Convergence in Probability:
For any $\epsilon>0$ and for any $n\in\mathbb N$ we have
$$\begin{align} \mathbb P(|X-Y|\geq\epsilon) &\leq\mathbb P(|X-X_n|+|X_n-Y|\geq\epsilon)\\\\ &\leq\mathbb P\left((|X-X_n|\geq\epsilon/2)\cup(|X_n-Y|\geq\epsilon/2)\right)\\\\ &\leq\mathbb P(|X-X_n|\geq\epsilon/2)+\mathbb P(|X_n-Y|\geq\epsilon/2) \end{align}$$
so that
$$\mathbb P(|X-Y|\geq\epsilon)\leq\lim_{n\rightarrow\infty}\mathbb P(|X-X_n|\geq\epsilon/2)+\mathbb P(|X_n-Y|\geq\epsilon/2)=0$$
Since $$\{|X-Y|>0\}=\underbrace{\bigcup_{n=1}^\infty \underbrace{\left\{|X-Y|>\frac{1}{n}\right\}}_{=\emptyset}}_{=\emptyset}=\emptyset$$
we have that $\mathbb P\{|X-Y|>0\}=0$ and so $\mathbb P(X\ne Y)=0$. Hence $\mathbb P(X= Y)=1$ which means that $X\overset{\text{a.s.}}{=}Y$.

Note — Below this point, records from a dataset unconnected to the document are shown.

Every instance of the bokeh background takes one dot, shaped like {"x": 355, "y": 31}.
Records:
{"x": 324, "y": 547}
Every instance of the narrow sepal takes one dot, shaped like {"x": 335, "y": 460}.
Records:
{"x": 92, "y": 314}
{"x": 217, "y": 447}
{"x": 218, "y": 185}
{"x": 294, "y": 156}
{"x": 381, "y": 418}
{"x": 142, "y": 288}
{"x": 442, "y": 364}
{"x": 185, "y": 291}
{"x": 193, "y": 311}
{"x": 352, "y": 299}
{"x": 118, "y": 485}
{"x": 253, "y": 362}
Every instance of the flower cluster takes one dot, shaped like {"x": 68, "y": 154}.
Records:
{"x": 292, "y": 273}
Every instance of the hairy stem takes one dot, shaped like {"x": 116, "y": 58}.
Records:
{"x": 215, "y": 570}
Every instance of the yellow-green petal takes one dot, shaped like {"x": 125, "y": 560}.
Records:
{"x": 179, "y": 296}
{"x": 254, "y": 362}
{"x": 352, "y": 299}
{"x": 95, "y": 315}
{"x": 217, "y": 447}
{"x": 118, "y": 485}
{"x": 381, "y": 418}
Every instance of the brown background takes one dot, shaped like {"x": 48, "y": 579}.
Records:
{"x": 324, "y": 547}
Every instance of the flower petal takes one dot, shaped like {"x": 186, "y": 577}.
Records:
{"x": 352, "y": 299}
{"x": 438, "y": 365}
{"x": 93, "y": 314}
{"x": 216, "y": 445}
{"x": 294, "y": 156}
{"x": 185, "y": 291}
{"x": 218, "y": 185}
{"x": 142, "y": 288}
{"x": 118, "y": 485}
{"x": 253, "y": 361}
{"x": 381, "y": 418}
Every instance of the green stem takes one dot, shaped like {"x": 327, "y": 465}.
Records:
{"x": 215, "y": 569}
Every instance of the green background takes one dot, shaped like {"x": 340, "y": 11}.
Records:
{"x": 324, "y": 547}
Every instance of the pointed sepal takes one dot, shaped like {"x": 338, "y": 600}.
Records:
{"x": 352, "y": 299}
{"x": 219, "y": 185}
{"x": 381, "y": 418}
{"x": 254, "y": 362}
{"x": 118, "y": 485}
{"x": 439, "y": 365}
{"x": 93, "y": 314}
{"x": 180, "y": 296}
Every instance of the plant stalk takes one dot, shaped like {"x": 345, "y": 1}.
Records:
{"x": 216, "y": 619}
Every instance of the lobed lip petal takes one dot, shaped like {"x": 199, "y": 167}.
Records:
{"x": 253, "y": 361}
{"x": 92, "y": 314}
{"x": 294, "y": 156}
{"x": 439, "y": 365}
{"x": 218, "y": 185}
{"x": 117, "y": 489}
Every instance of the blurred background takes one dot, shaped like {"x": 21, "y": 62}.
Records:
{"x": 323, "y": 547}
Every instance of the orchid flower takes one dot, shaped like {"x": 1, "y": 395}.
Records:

Convergence Almost Surely:
Since almost sure convergence implies convergence in probability, the result follows immediately from the last part. However, I'd like to show this without making use of that result. Since $X_n$ converges almost surely to both $X$ and $Y$ then $\mathbb P(\lim_{n\rightarrow\infty}X_n=X)=1$ and $\mathbb P(\lim_{n\rightarrow\infty}X_n=Y)=1$. From here it seems obvious to me that $X\overset{\text{a.s.}}{=}Y$ but I'm not sure how to show this formally.
Convergence in Mean:
$$\begin{align} \mathbb E(|X-Y|) &\leq\mathbb E\left(|X-X_n|+|X_n-Y|\right)\\\\ &=\mathbb E\left(|X-X_n|)+\mathbb E(|X_n-Y|\right) \end{align}$$
so
$$\mathbb E(|X-Y|)\leq\lim_{n\rightarrow\infty}\mathbb E(|X-X_n|)+\mathbb E(|X_n-Y|)=0$$
so $X\overset{\text{a.s.}}{=}Y$
Convergence in Quadratic Mean:
I tried continuing with the same logic but it's not the case that
$$ \mathbb E(|X-Y|^2)\leq\mathbb E\left(|X-X_n|^2+|X_n-Y|^2\right)$$
so I'm not sure how to proceed.
Is my reasoning correct for the first and third? How can I proceed with the other two?